König Rother ('King Rother') is the earliest Middle High German epic poem. It consists of 5,204 lines of rhymed couplets. The author is unknown, but was probably a clergyman writing in Bavaria. It was written no earlier than 1152, probably before 1180. The earliest manuscript, Heidelberg Cpg 390, is from around 1200 and is also the only complete copy. Three fragmentary manuscripts from the 13th and 14th centuries are known.

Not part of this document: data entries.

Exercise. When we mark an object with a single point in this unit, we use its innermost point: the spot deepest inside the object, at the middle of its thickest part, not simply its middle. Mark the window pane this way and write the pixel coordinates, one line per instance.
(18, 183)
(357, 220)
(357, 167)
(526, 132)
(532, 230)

The theme of König Rother is the "dangerous bridal quest". Traditionally classified as a Spielmannsdichtung, today it is more often labelled "pre-courtly epic". The story is probably based on orally transmitted accounts of historical events, but its treatment is entirely fictional. King Rother, for example, may be a reflection of King Rothari or King Roger II of Sicily, both of whom ruled in Italy. In the story, Rother, whose capital is Bari, needs a wife to ensure his succession. He pursues the daughter of Emperor Konstantin of Constantinople, who has the habit of executing her suitors. Rother outsmarts the emperor and takes the girl back to his kingdom, but her father's sends a ship to take her back. In a second effort, Rother goes in disguise to Constantinople, but is identified and sentenced to death. He is saved by a pre-planned military intervention and finally receives his bride.